- Theatrical release poster
- Directed by: Hadi Hajaig
- Written by: Hadi Hajaig
- Produced by: Hadi Hajaig; Tom Lassally;
- Starring: Sam Rockwell; Danny Granger; Ben Schwartz; Peter Ferdinando; Simon Callow; Al Weaver; Frances Barber; Vic Waghorn;
- Cinematography: Ian Howes
- Edited by: Pierre Haberer; Hadi Hajaig;
- Music by: Simon Lambros
- Production company: UK Film Studio Productions
- Distributed by: Signature Entertainment
- Release date: 24 August 2018 (United States);
- Running time: 100 minutes
- Country: United Kingdom
- Language: English
- Box office: $41,050

= Blue Iguana (2018 film) =

2018 film by Hadi Hajaig

Blue Iguana is a 2018 British romantic comedy thriller film written and directed by Hadi Hajaig. The film stars Sam Rockwell, Phoebe Fox, Danny Granger, Ben Schwartz, Peter Ferdinando, Simon Callow, Al Weaver, Robin Hellier, and Frances Barber.

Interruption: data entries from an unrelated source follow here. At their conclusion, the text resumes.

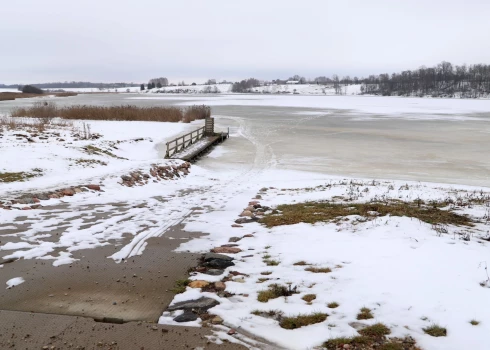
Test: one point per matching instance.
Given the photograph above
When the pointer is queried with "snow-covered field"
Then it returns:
(300, 89)
(410, 273)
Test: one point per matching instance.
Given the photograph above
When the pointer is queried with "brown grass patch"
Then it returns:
(309, 297)
(18, 177)
(312, 212)
(319, 269)
(377, 330)
(119, 113)
(435, 331)
(275, 291)
(365, 314)
(302, 320)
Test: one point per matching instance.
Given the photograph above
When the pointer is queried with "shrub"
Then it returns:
(365, 314)
(29, 89)
(435, 331)
(302, 320)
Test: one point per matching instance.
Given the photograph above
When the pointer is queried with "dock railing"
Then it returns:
(180, 143)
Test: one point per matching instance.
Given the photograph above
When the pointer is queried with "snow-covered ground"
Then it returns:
(403, 269)
(62, 156)
(409, 273)
(300, 89)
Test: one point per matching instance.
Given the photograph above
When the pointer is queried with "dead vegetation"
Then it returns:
(435, 331)
(19, 176)
(309, 298)
(302, 320)
(276, 291)
(10, 96)
(372, 337)
(365, 314)
(119, 113)
(312, 212)
(318, 269)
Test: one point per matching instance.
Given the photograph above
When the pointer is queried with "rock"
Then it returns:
(214, 272)
(68, 192)
(358, 325)
(216, 320)
(244, 221)
(201, 304)
(219, 286)
(226, 250)
(212, 256)
(218, 264)
(198, 284)
(186, 317)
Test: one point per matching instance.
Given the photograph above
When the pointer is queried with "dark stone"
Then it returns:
(244, 221)
(186, 317)
(212, 256)
(202, 304)
(213, 272)
(218, 264)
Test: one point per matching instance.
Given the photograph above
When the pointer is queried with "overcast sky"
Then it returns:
(192, 40)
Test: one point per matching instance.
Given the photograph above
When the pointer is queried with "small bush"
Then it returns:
(377, 330)
(338, 343)
(319, 269)
(365, 314)
(180, 286)
(435, 331)
(309, 297)
(302, 320)
(275, 291)
(29, 89)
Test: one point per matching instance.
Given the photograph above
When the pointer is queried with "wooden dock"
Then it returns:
(192, 145)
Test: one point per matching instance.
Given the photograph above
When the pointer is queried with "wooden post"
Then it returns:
(209, 126)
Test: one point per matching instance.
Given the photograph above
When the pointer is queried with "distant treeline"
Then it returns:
(72, 84)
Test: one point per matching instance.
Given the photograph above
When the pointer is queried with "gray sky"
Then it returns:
(192, 40)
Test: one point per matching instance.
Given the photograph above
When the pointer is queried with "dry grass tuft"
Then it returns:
(312, 212)
(365, 314)
(377, 330)
(119, 113)
(19, 176)
(302, 320)
(435, 331)
(319, 269)
(275, 291)
(309, 298)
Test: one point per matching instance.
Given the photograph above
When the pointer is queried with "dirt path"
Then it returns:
(23, 330)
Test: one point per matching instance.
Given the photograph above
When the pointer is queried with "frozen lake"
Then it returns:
(435, 140)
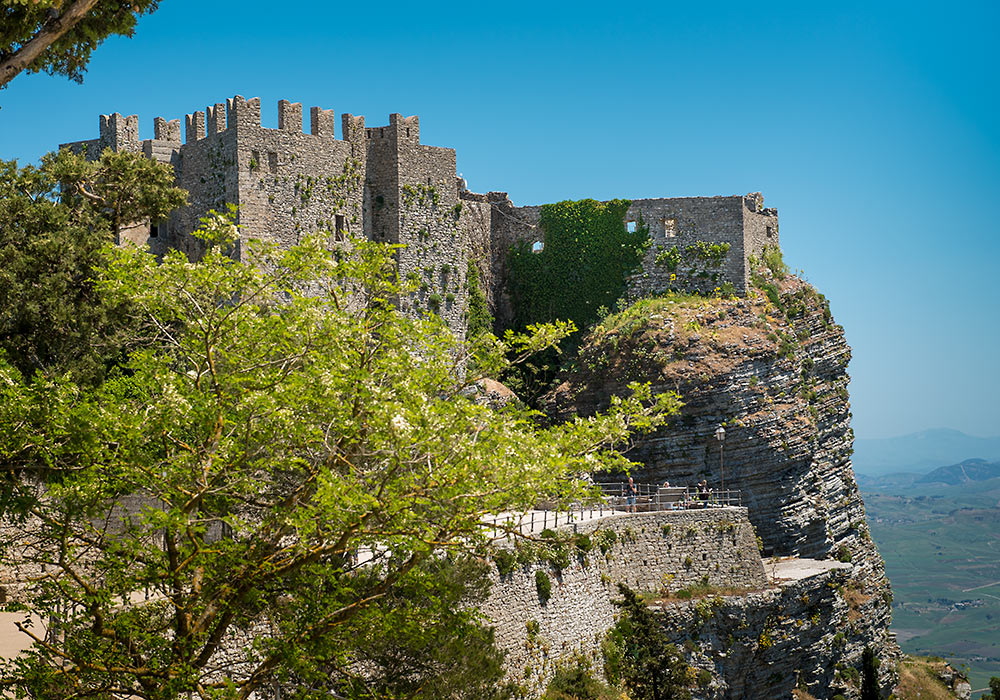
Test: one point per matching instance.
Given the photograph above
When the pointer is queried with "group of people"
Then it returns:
(700, 496)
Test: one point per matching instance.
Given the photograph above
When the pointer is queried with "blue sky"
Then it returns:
(872, 127)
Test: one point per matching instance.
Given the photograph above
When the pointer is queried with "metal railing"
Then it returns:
(615, 500)
(652, 497)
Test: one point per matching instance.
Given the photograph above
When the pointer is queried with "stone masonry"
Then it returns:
(668, 550)
(383, 184)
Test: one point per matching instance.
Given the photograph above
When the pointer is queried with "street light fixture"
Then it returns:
(720, 435)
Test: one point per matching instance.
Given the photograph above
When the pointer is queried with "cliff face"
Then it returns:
(771, 368)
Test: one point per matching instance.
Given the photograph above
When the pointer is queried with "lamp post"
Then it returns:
(720, 435)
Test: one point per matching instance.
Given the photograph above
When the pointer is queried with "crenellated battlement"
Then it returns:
(382, 183)
(119, 133)
(122, 133)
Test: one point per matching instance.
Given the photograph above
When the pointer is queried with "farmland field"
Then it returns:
(941, 546)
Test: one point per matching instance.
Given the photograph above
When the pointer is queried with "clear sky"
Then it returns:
(872, 127)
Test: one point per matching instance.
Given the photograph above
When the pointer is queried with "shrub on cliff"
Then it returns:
(576, 682)
(639, 655)
(264, 491)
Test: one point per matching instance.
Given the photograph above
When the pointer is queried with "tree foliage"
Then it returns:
(642, 657)
(869, 675)
(255, 496)
(58, 36)
(53, 239)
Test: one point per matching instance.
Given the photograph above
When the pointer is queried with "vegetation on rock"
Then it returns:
(279, 462)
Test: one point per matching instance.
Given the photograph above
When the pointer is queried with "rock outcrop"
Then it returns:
(772, 369)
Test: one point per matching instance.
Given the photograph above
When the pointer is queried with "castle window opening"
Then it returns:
(670, 228)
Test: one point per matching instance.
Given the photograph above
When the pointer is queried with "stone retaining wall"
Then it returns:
(650, 552)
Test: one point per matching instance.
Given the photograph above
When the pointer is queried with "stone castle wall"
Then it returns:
(382, 183)
(651, 552)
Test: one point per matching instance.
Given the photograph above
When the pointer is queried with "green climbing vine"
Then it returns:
(586, 255)
(478, 318)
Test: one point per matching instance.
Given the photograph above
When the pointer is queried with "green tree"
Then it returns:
(587, 254)
(53, 239)
(58, 36)
(641, 655)
(124, 188)
(244, 502)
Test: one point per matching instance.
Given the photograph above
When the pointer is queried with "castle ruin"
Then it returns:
(383, 184)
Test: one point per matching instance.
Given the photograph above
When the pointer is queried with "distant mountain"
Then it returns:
(921, 452)
(969, 470)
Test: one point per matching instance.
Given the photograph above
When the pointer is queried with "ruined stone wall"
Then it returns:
(807, 634)
(678, 223)
(760, 228)
(436, 252)
(291, 183)
(651, 552)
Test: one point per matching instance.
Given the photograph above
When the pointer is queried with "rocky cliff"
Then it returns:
(772, 369)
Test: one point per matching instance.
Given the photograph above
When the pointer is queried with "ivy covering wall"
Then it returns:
(587, 253)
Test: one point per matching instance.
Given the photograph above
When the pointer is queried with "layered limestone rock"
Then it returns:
(772, 369)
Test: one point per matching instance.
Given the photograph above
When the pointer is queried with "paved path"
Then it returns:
(787, 570)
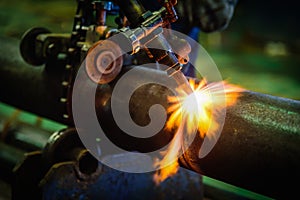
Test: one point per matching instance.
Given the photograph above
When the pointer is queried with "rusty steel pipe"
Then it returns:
(258, 148)
(29, 88)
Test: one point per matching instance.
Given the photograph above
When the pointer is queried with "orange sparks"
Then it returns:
(197, 111)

The film was released theatrically in the United States on 24 August 2018.

==Plot==
Eddie (Sam Rockwell) and Paul (Ben Schwartz) are a couple of low-level petty criminals, who are working out their parole in a New York diner. Enter British lawyer Katherine (Phoebe Fox), who offers them ready cash to come to London and intercept a valuable package in transit. The duo arrives in London, team up with their British confederate Tommy Tresham (Al Weaver) and snatch the bag in the main hall of the Natural History Museum. This puts them on the wrong side of psychotic local villain Deacon Bradshaw (Peter Ferdinando) and his boss Arkardy (Peter Polycarpou). They learn that Arkady and Bradshaw are planning to steal a fabulous gem called the Blue Iguana and decide to stake out Bradshaw's pub in a bid to nab the gem for themselves.

==Cast==
- Sam Rockwell as Eddie
- Ben Schwartz as Paul Driggs
- Phoebe Fox as Katherine Rookwood
- Amanda Donohoe as Dawn Bradshaw
- Simon Callow as Uncle Martin
- Peter Ferdinando as Deacon Bradshaw
- Al Weaver as Tommy Tresham
- Peter Polycarpou as Arkady
- Frances Barber as Princess
- Danny Granger as Stephane
- Vic Waghorn as Micky Oyl

==Production==
Hajaig has stated that the film is his homage to American indie movies of the 1980s:

I wanted to make something with a playful spirit, a film that was fun with a left of field romance that avoided formal conventions, that moved and was resolved in progressively sillier and stranger ways - something with the same fun vibe as the films I watched in the late 1980s on VHS. Movies like the Jonathan Demme gem Something Wild, Jim McBride’s version of Breathless, and the Alec Baldwin film Miami Blues. All happen to be some of the most memorable movies of my youth. These were the films I first picked up and loved in the late 80s. They were different, funny, quirky and they didn't take themselves too seriously but most importantly they didn’t confine themselves to genre rules. They were wilfully and consciously haphazard and I loved them for it. So playing with genre conventions is key in BLUE IGUANA, playing with standard plot progression, who is the protagonist, is it Katherine or Eddie and what defined genre is this, if any? Then I had a blast with recurring themes of maleness, emasculation, which I hope are comedic.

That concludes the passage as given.